The Slow Demise of Barnes & Noble (techcrunch.com)
John Biggs via TechCrunch reports of the slow demise of Barnes & Noble, which he has been chronicling for several years now. There have been many signs of trouble for the bookseller chain over the years, but none have been more apparent than the recent layoffs made earlier this week. From the report: On Monday the company laid off 1,800 people. This offered a cost savings of $40 million. [...] In fact, what B&N did was fire all full time employees at 781 stores. Further, the company laid off many shipping receivers around the holidays, resulting in bare shelves and a customer escape to Amazon. In December 2017, usually B&N's key month, sales dropped 6 percent to $953 million. Online sales fell 4.5 percent. It is important to note that when other big box retailers, namely Circuit City, went the route of firing all highly paid employees and bringing in minimum wage cashiers, stockers, and salespeople it signaled the beginning of the end.

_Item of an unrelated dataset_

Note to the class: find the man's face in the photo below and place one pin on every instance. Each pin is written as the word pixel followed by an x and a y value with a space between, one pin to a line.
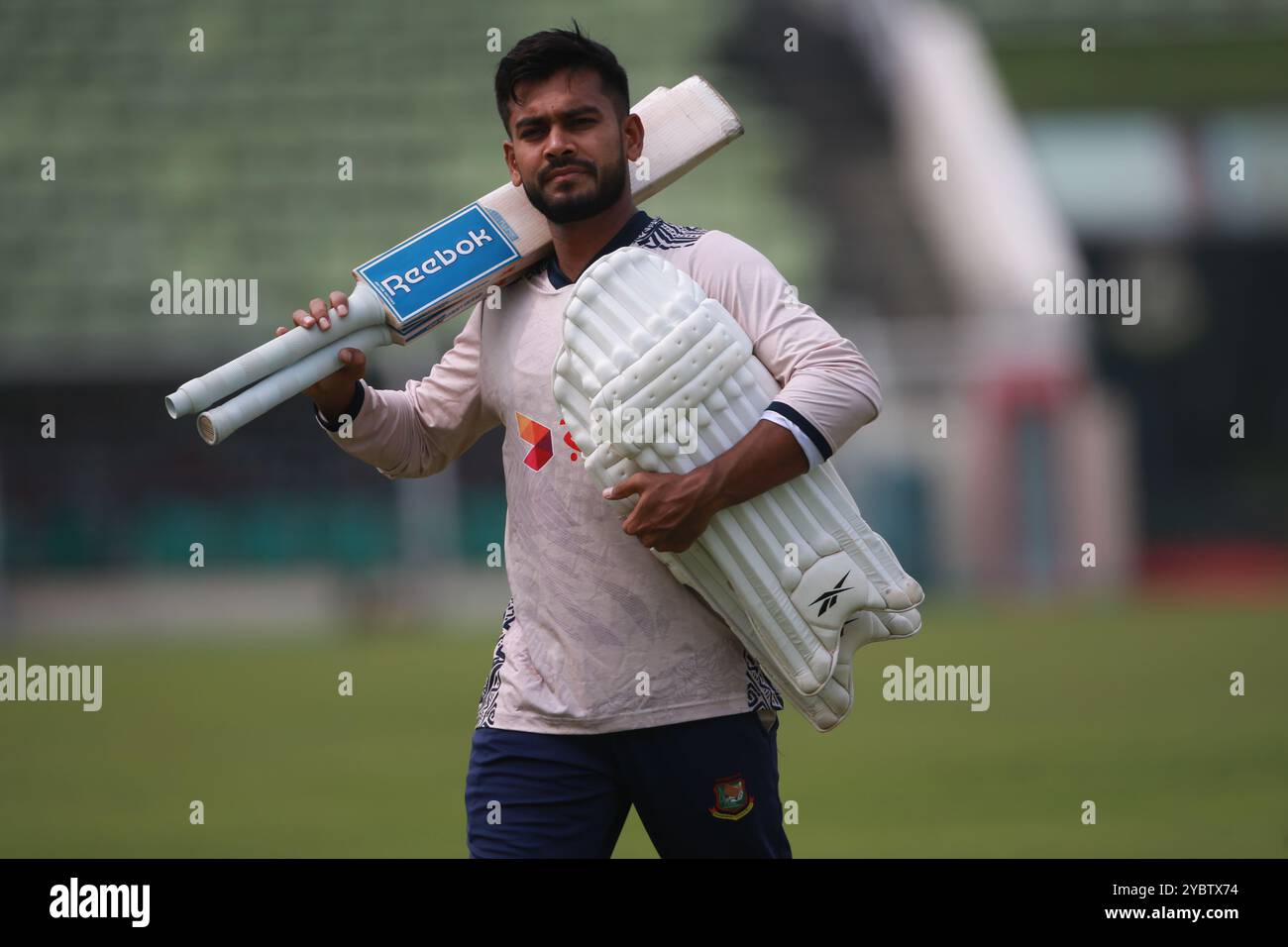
pixel 567 146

Note the word "third party seller". I'm the first party, Amazon is the SECOND party.
Amazon inserted itself as a middleman into all those transactions. They are not the best thing to happen to small business - internet sales are the best thing.
Amazon made it slightly easier for the seller by taking a slice of their profit and also making it MUCH harder for anyone that doesn't want to give Amazon that slice of the profit.
Worse, it makes deep searches much harder. Do a search for anything that is for sale and Amazon pushes itself to the top of the list. If you are not trying to buy, it's annoying and makes searching for what you really want much harder. If you are trying to buy it is very hard to use any other store.
The word for that is Monopoly and it should be considered a curse word.
excitingthingstodo.blogspot.com
What "required expenses" do brick and mortar stores have that Amazon doesn't have?
It costs money to lease space in malls, and money to keep it open to the public. It is much cheaper to lease or build warehouse space that is open only to employees.